Foto: Arquivo Pessoal

Por Day Molina

Curioso que a gente celebre um dia de “índio”, e esqueça que o Brasil é indígena todos os dias do ano. O abril indígena contextualiza uma data de luta e resistência aos povos nativos. Memória é resistência. É urgente descolonizar a história desse País e continente. É imprescindível falarmos da importância de uma educação decolonial, com a presença e o protagonismo de novos autores, historiadores, antropólogos, pensadores e lideranças nativas.

Reescrever essa história deve ser um compromisso do Estado, mas também a colaboração ética de toda sociedade. Falar de memória é respeitar, honrar, preservar e manifestar nossos ancestrais. Uma história viva como a nossa não pode mais passar despercebida em lugar nenhum. Nossa geração está produzindo processos de vanguarda na arte, na moda, na comunicação, na música, na dramaturgia, na arquitetura, na advocacia, no audiovisual e em tantas outras esferas da sociedade. Isso porque não suportamos mais um Brasil sem nós; sem a nossa presença, a nossa força, sabedoria, medicina e cultura.

Vivemos em um território originário; com cultura, diversidade étnica e processos de identidade violentamente apagados. A cobiça foi o grande motivador para a invasão, destruição e genocídio indígena. Esse continente “América Latina”, originalmente chamado Abya Yala, foi o cenário de grandes batalhas. Guerras que deixaram milhares de corpos indígenas sangrando nos mares e florestas. Todos nós pisamos hoje em florestas soterradas por concretos e territórios sagrados. E o nosso povo continua sangrando, à margem. Nas periferias, favelas, vielas e em toda parte desse País, existem indígenas.

O estereótipo criado no imaginário branco, não compreende que a nossa presença deveria ser naturalmente percebida. Mas existe ainda um estigma atrelado que o “índio verdadeiro” está somente na floresta, na “oca”, na aldeia. E essa é uma imagem equivocada de quem somos e como nos organizamos de forma diversa. O verdadeiro reflexo do racismo e como isso atravessa a nossa identidade nativa. Temos o direito de manifestarmos nossa cultura de calça jeans e tênis. Mas também com as vestimentas tradicionais.

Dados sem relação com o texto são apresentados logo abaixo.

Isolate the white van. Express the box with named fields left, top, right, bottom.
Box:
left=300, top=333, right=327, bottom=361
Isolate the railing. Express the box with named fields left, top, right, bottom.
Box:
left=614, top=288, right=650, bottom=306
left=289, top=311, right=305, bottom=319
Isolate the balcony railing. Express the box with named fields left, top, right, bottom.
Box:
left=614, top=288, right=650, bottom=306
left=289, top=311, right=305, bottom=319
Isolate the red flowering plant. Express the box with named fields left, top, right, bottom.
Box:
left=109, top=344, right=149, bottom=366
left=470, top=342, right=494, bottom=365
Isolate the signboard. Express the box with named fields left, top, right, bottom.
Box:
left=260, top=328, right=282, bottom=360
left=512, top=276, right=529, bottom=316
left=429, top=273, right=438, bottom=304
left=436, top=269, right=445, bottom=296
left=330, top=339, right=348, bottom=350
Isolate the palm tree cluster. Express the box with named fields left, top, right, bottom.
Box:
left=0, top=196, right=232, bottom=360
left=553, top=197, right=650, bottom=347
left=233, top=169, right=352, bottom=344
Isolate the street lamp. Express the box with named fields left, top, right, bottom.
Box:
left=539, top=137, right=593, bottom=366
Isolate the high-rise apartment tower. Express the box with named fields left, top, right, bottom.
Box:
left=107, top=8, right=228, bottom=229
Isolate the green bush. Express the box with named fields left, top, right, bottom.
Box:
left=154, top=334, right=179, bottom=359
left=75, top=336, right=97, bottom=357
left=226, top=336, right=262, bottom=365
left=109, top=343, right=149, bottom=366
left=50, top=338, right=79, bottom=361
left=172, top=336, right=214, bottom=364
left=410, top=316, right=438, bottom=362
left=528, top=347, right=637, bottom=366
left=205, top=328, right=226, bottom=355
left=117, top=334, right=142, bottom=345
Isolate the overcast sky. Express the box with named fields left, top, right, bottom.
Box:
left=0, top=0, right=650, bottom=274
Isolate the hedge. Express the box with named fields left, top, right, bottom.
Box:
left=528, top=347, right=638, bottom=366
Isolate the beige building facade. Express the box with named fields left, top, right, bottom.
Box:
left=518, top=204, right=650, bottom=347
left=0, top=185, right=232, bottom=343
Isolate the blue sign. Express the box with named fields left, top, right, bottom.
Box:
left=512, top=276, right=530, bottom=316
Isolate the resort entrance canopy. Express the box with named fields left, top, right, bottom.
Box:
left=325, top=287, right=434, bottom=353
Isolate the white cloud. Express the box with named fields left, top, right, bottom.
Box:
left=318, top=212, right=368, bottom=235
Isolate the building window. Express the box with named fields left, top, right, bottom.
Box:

Toda essa concepção, é firmada nas mentiras que nos foram ensinadas até aqui. Na garantia de conquistas para realezas, o saldo da grande “descoberta” nos custa caro até os dias de hoje.

Precisamos lembrar que esse território invadido, colonizado e explorado, carrega em seu DNA o sangue indígena. Desromantizar esse fato é uma necessidade política, social. As avós “pegas a laço” foram violentadas em seus corpos e territórios. O Brasil nasce da violência contra mulheres indígenas e negras. Não há nada a que se orgulhar. Isso não é e nem pode ser visto como algo bom, positivo. Ou seja, não podemos negar que, de fato, temos uma herança genética em nossas veias. Porém, isso não nos faz “indígenas”. E nem nos isenta da responsabilidade de construir um País mais inclusivo, menos racista e excludente. Ao contrário, estamos todos convidados a nos comprometer com a reparação histórica que se precisa fazer aos povos tradicionais desta terra.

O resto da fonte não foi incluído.